Since the 1990s immortal cell-lines have replaced rhesus monkey kidney cells and a genetically modified strain of mouse that is susceptible to polio is now used to replace monkeys in safety testing.
Both vaccines are highly effective against all three types of poliovirus. There are, however, significant differences in the way each vaccine works.
The Salk vaccine has to be injected while the Sabin (oral) vaccine was taken as a drop on a sugar-cube.
Because oral polio vaccine is inexpensive, easy to administer, and produces excellent immunity in the intestine (which helps prevent infection with wild virus in areas where it is endemic), it has been the vaccine of choice for controlling poliomyelitis in many countries.[ So oral polio vaccine (OPV) was the main vaccine used from 1960 to 2000 to vanquish polio from much of the world.
On very rare occasions however, about one case per 750,000 vaccine recipients, the attenuated virus in OPV reverts into a form that can paralyse.
Consequently, as the incidence of wild polio diminishes, most industrialised countries have switched to injected polio vaccines, which cannot revert.

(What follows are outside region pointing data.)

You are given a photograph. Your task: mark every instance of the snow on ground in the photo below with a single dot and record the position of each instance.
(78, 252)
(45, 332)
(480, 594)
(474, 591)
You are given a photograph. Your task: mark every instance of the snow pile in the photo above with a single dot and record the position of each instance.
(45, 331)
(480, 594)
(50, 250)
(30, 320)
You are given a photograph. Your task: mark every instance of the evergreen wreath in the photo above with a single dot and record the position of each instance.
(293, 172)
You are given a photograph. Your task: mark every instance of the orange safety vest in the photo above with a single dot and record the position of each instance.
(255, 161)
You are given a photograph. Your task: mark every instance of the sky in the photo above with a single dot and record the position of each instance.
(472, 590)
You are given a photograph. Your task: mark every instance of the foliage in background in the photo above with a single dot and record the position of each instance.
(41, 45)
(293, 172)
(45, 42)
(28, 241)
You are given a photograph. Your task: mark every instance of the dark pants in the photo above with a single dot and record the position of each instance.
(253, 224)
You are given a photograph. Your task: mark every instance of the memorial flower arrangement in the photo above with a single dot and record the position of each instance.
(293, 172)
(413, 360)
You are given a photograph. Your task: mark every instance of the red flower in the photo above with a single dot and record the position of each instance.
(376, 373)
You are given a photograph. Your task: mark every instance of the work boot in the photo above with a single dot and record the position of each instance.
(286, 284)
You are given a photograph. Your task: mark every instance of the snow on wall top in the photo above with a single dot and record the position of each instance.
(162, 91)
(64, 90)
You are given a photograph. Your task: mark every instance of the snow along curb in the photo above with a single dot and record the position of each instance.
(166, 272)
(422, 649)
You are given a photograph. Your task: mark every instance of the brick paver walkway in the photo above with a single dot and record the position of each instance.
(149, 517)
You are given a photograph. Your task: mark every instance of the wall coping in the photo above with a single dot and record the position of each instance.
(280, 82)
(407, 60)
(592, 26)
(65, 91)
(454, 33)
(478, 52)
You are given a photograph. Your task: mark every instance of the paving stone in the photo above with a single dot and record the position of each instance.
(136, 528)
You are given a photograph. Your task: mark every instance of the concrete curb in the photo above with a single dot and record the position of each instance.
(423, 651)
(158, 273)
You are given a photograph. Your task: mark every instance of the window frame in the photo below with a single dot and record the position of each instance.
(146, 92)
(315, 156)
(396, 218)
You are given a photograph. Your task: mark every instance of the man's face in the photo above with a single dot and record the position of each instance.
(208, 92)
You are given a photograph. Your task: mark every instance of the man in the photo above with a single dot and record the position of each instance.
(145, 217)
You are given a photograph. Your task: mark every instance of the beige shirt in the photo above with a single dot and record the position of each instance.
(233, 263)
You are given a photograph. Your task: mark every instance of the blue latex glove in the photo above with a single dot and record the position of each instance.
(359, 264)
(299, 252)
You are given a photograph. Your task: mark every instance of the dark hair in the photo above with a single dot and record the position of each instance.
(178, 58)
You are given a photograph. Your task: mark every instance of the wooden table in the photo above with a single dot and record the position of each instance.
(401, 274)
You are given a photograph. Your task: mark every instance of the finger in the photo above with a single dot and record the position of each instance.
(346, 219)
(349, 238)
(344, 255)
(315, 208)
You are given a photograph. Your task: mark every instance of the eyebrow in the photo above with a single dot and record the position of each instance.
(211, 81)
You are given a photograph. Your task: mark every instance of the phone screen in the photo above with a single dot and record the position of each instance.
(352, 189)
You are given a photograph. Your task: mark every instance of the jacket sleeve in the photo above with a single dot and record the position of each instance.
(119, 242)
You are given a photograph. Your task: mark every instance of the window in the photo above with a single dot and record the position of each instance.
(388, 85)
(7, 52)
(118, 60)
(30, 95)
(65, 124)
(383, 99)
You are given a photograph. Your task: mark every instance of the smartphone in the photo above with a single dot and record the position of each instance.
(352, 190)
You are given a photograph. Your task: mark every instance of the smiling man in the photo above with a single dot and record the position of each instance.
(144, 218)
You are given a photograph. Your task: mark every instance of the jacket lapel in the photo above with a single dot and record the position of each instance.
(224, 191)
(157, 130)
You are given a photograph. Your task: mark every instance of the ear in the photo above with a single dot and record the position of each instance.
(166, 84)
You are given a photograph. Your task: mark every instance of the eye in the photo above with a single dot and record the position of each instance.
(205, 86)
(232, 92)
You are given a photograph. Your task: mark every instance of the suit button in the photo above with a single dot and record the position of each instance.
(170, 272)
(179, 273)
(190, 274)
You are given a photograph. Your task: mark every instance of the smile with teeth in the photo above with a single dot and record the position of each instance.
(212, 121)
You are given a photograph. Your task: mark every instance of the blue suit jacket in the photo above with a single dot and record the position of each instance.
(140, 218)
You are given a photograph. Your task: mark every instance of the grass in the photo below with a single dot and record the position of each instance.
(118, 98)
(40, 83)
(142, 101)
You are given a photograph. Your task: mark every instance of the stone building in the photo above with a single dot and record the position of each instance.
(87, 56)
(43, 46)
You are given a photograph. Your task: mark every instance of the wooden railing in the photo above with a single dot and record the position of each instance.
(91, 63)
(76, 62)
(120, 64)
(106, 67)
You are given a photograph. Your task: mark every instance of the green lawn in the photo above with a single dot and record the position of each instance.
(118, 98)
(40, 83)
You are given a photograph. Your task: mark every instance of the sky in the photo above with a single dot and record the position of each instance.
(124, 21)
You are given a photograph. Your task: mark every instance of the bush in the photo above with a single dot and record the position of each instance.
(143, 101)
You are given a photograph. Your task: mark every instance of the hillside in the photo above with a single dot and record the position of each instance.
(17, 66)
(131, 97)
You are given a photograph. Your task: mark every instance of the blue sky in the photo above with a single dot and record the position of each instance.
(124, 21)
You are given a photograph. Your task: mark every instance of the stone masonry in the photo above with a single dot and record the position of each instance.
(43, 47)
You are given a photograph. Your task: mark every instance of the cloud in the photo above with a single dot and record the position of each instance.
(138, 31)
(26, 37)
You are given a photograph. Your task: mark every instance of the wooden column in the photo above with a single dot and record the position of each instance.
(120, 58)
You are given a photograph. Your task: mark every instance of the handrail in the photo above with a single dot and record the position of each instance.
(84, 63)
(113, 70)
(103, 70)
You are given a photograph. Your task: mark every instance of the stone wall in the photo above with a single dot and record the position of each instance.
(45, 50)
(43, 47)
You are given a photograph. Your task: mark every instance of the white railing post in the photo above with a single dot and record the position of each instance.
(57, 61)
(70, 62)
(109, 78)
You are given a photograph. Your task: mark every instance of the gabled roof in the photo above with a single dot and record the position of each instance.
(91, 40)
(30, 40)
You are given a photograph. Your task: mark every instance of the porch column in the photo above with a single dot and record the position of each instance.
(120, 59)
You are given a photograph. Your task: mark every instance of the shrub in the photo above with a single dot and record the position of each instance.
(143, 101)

More than 10 million people are walking today, who would otherwise have been paralysed and an estimated 1.5 million childhood deaths have been prevented, through polio immunisation.
Unfortunately, endemic transmission is continuing in Nigeria, Pakistan and Afghanistan. Failure to stop polio in these last remaining areas could result in the re-emergence of the disease in other countries with as many as 200 000 new cases every year, within 10 years, all over the world. The breakdown of vaccination services in war zones such as Syria show additional risks of polio, and other diseases, breaking out.
As more and more countries switch to injected vaccines, scientists continue to improve vaccines using inactivated virus, to make vaccines cheaper and more effective. Research has already allowed mice to take the place of monkeys in safety-testing of polio vaccines and the hope is that a non-animal assay can be developed. But until then, and as long as polio persists, it is likely that animals will be used to test the safety of polio vaccines.